• Moscovici announces end of Greek memorandums in the Greek Parliament; applauses by government MPs criticism by the conservatives
• Commissioner hints at flexibility over planned pension cuts
• Kammenos comments over name deal plunge coalition into turmoil
• HRADF disqualifies three out of five investment schemes from second phase of tender for acquisition of majority stake of Hellenic Petroleum
• American HIG fund acquires majority stake in ALDEMAR
# On his first visit to Athens since European lenders agreed to grant the country further debt relief, European Commissioner Pierre Moscovici told Greek Parliament that Greece is done with bailouts and can now “stand on its own feet.” “There won’t be any more programs for Greece,” he told Greek Parliament. “The troika will not return here,” he added to the loud applause of government MPs but not those of New Democracy. In a meeting with Moscovici, Conservatives’ leader Kyriakos Mitsotakis urged him to be “more careful with this public remarks” as he said Greece will not have a clean exit.
# Meanwhile, with regard to planned pension cuts in January 2019 and whether there is scope for their suspension or non-implementation, Moscovici in an interview with ‘Antenna TV’, said that agreements must be respected adding that pension cuts will be discussed in October 15th when Greece submits its own draft budgetary plan, which must respect fiscal targets.
# Panos Kammenos, the leader of junior coalition partner,said yesterday in a press conference, his second within the past 3 weeks, that the Macedonia name deal signed by Greece and FYROM is “bad” and that it can only be approved by a referendum or elections unless it passes through Parliament with an enhanced majority of 180 in the 300-seat House. If not, the Greek people must be asked. According to polls, his party is way below the 3 percent threshold to enter Parliament, PM office ruled out snap election, saying that it wants the deal to have the biggest possible majority.

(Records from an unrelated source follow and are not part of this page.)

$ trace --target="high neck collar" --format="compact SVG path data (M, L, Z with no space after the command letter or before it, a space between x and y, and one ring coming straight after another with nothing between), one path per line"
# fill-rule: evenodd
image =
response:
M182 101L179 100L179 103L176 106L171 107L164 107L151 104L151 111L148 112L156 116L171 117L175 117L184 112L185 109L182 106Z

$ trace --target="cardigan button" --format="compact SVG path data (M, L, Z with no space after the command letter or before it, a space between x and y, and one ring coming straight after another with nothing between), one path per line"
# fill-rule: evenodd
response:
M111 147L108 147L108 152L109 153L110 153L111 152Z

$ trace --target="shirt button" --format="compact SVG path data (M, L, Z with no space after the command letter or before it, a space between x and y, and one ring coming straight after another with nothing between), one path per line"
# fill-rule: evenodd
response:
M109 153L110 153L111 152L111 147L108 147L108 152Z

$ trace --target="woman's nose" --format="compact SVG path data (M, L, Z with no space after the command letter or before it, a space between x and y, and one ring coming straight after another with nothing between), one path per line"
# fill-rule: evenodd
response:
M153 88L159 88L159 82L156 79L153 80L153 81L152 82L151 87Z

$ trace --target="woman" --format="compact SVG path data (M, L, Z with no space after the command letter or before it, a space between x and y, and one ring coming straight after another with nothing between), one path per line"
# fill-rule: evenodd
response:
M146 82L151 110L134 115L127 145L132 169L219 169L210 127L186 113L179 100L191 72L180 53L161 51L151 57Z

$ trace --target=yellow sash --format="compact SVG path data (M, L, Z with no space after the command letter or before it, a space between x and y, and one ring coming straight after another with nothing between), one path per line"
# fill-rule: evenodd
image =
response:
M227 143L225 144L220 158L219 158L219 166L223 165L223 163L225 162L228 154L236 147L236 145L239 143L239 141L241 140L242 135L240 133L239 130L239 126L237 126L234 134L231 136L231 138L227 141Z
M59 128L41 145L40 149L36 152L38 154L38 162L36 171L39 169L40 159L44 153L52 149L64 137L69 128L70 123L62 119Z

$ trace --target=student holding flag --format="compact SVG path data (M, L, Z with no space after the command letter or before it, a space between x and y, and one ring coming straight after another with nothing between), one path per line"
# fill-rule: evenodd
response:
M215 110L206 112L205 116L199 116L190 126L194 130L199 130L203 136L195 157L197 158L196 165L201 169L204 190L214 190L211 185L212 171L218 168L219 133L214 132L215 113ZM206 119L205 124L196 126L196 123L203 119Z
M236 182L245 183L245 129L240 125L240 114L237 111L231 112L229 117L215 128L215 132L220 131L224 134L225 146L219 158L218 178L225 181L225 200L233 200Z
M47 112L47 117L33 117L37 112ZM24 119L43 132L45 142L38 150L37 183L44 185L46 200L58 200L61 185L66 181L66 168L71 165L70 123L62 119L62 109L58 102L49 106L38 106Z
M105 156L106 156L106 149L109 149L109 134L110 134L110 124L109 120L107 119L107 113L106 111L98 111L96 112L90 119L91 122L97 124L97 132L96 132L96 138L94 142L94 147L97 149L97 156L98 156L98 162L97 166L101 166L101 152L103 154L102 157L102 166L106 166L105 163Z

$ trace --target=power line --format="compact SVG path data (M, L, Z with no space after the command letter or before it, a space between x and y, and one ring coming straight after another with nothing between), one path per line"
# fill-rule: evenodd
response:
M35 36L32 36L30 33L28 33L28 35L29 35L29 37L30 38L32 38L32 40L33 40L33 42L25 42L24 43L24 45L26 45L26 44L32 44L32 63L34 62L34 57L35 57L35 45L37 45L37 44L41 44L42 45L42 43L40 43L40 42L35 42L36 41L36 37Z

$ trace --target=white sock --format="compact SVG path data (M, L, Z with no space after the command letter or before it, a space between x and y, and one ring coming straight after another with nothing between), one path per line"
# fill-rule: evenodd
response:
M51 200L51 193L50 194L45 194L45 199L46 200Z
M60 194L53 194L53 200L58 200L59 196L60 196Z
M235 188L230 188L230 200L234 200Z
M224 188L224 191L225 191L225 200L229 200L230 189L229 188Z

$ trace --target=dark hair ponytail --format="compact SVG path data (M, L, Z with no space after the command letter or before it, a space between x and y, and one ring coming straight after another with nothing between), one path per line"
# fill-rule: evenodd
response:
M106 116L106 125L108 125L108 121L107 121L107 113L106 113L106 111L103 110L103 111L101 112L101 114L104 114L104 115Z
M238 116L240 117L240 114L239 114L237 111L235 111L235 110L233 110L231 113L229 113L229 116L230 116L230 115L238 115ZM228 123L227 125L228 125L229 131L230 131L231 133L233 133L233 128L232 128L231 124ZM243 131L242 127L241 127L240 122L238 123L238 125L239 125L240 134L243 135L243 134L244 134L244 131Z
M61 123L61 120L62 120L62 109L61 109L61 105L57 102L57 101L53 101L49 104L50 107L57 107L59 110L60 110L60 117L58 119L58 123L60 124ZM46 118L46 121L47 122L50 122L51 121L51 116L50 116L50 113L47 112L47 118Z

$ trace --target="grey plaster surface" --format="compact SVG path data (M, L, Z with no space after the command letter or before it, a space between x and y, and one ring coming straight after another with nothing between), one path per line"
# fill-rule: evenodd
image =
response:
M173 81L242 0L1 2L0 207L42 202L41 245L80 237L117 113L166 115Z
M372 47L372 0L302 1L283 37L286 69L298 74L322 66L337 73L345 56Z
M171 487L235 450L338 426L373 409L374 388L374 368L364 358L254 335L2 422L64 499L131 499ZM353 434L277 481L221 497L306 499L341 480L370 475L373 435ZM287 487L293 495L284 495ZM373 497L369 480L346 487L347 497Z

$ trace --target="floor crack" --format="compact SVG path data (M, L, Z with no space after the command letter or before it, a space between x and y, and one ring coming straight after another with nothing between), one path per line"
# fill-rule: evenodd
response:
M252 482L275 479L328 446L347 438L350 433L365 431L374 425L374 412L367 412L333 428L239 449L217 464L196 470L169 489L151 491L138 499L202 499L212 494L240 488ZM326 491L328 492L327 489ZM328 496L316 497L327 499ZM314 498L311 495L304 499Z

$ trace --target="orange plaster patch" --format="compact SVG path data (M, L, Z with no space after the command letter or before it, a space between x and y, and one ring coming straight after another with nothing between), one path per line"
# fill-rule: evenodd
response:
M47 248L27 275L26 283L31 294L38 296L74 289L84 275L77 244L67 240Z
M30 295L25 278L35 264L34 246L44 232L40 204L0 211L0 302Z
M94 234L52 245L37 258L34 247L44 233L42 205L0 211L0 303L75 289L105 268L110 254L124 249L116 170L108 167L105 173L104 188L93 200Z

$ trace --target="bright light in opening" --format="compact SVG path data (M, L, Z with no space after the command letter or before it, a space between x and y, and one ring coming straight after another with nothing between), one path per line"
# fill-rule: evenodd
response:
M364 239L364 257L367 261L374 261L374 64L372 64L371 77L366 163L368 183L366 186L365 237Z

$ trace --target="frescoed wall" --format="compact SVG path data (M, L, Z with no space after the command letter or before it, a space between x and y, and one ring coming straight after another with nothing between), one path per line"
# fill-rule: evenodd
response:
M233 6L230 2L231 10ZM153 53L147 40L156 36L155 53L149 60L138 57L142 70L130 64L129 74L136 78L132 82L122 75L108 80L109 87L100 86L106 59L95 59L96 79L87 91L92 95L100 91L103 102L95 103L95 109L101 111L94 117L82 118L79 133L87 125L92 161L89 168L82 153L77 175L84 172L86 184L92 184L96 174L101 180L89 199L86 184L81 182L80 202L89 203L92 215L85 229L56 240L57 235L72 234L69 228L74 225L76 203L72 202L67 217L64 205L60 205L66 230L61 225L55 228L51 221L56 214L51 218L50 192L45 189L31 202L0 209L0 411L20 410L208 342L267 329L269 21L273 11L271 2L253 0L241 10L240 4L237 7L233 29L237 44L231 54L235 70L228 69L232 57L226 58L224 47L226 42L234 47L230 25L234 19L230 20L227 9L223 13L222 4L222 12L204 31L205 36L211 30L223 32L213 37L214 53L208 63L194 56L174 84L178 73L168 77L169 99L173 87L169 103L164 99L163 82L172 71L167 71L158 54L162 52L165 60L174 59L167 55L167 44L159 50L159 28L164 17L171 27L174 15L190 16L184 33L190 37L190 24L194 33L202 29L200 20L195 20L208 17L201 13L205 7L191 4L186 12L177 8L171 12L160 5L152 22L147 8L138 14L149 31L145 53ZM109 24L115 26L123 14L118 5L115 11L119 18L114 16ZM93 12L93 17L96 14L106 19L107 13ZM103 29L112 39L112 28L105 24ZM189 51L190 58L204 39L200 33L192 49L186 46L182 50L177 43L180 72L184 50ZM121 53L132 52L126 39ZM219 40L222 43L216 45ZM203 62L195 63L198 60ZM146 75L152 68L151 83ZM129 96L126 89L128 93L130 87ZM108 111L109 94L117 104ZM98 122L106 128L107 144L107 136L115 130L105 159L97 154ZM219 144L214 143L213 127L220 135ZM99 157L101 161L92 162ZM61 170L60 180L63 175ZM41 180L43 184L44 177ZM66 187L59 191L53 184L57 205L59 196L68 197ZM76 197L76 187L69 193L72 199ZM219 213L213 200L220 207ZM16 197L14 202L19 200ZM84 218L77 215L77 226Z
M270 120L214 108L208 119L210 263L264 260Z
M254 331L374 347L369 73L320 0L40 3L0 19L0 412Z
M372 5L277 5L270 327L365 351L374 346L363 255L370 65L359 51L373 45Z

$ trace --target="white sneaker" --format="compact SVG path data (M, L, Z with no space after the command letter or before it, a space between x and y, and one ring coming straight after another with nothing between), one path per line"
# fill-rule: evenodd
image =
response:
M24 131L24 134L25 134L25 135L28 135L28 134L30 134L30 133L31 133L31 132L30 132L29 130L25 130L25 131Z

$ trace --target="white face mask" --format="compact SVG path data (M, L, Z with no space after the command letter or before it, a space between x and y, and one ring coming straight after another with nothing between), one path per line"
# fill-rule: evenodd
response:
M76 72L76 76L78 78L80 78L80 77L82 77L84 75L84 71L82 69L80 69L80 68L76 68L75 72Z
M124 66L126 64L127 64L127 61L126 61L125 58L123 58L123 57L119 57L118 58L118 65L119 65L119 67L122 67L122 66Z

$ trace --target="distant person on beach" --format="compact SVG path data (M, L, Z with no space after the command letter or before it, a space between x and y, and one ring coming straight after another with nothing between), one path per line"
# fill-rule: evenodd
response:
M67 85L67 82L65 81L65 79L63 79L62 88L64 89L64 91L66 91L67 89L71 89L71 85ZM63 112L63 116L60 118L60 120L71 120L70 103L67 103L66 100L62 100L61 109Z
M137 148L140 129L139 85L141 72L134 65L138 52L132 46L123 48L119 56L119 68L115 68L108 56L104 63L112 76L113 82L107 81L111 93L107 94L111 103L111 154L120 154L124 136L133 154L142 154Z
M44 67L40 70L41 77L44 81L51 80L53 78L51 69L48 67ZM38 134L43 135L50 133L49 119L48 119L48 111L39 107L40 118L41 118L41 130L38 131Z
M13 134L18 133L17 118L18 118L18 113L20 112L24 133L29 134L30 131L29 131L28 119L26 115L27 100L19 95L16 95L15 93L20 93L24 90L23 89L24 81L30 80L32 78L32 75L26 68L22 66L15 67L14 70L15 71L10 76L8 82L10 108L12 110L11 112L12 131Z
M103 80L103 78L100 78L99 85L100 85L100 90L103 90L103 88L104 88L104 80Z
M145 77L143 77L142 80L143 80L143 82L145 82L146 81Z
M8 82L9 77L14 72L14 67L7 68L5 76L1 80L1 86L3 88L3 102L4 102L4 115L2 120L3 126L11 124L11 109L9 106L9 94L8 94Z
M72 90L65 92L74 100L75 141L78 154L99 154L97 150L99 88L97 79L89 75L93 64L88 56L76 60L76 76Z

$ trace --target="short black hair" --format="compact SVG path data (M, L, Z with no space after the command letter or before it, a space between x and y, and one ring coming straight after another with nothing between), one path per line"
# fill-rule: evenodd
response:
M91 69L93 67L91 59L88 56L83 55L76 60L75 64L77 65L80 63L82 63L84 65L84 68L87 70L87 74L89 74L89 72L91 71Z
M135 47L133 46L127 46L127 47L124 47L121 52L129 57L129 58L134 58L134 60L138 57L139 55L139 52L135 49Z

# In response to Kammenos’ remarks, New Democracy leader Kyriakos Mitsotaks said “the only thing left for PM Tsipras is to set a date for elections.” Moreover, in an interview to Politico, Mitsotakis described the June Eurogroup deal as “another program in disguise.” Referring to his party’s refusal to ratify FYROM’s name deal, he added: “I’m not willing to pay the price to destabilize my own country to stabilize our Northern neighbors. We cannot accept a Macedonian language and ethnicity.”
# The Board of Directors of the Hellenic Republic Asset Development Fund (HRADF) has disqualified three investment schemes which did not meet the criteria to participate in the second phase of the tender for the acquisition of a majority stake in the share capital of Hellenic Petroleum (HELPE). This means that the initial European favorites, Glencore (Switzerland) and Vitol (Netherlands) will take part in the second phase. HRADF Board of Directors decided that the non-qualified investors are Alrai Group Holdings Limited, a consortium composed of the companies Carbon Asset Management DWC-LLC and Alshaheen Group S.A, as well as the Gupta Family Group Alliance.
# The American HIG fund has acquired a majority stake in the ALDEMAR group through a capital shares increase. HIG will, at initial phase, buy two hotels in Rhodes. ALDEMAR will remain a minority stake holder and will manage the two hotels.
On Our Radar: Citi sees waiver but not induction of Greek bonds in ECB’s QE
Commenting on the Bank of Greece’s annual monetary policy report, Citi said in a note to its clients that the enhanced post bailout surveillance outlined in last month’s Eurogroup deal will indeed allow the ECB to maintain its waiver of Greek bonds. It however cast doubt that the ECB could induct Greek state bonds in the QE program because Greece is in non-investment grade territory.